PHILADELPHIA (REUTERS).- Albert Einstein's pipe, Irving Berlin's piano and Jonas Salk's test tubes are just a few of the historic items in a new museum that celebrates Jewish life in America.
The National Museum of American Jewish History, which is in a new building that sits in the heart of Philadelphia's historic Independence Mall, opens on November 26. It traces the history of Jewish Americans from 1654 -- when the first permanent Jewish community began in New Amsterdam -- to the present day.
It is also the first museum to present the history of American Jews, focusing on themes such as immigration, assimilation and the maintenance of cultural and religious identity in a country where the strictures of Jewish life in the Old World no longer applied.
"The American Jewish experience is enormously important to the grand sweep of Jewish history," said Michael Rosenzweig, the museum's president. "It has not been well told, and we exist to fill that void."
Visitors to the four floors of exhibition space can see an 18th-century Moroccan torah scroll that was brought to a synagogue in Savannah, Georgia; a uniform worn by a Jewish soldier who fought on the Confederate side in the American Civil War, and a ledger in which James Madison, one the authors of the U.S. Constitution, recorded the contribution of a Jewish financier to the revolutionary cause.
The Jewish American story is also told with an array of interactive displays such as an illuminated map table showing how Jewish immigrants spread across the United States, and a simulated interview in which visitors are asked to play the role of a newly arrived immigrant being interrogated by an official at New York's Ellis Island.

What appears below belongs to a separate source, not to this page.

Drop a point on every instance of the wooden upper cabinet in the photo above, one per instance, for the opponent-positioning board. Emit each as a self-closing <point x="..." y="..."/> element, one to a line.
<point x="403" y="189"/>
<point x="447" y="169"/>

After touring the exhibitions, visitors enter a room in which they are invited to consider contemporary questions such as "Should all American Jews support the state of Israel?" or "Should religion play a role in American politics?"
Visitors can write their responses on post-it notes which are scanned, projected on to the darkened wall of the room, and archived.
Rosenzweig said the museum aims to show how the freedom discovered by Jews in America is an integral part of American history and is also relevant to non-Jews.
That's also shown by the museum's location, which is a short walk from Independence Hall where the U.S. Declaration of Independence was written, and from the Liberty Bell, where the Declaration was read in 1776, Rosenzweig said.
"We think it will resonate for all Americans," he said. "It's fitting that the new institution -- which replaces a much smaller museum a few blocks away -- is in Philadelphia where the United States was founded, rather than New York with its rich Jewish tradition, or Washington DC with its many national institutions," Rosenzweig said.
"There really is no better, more compelling location for our institution than where it is now," he said.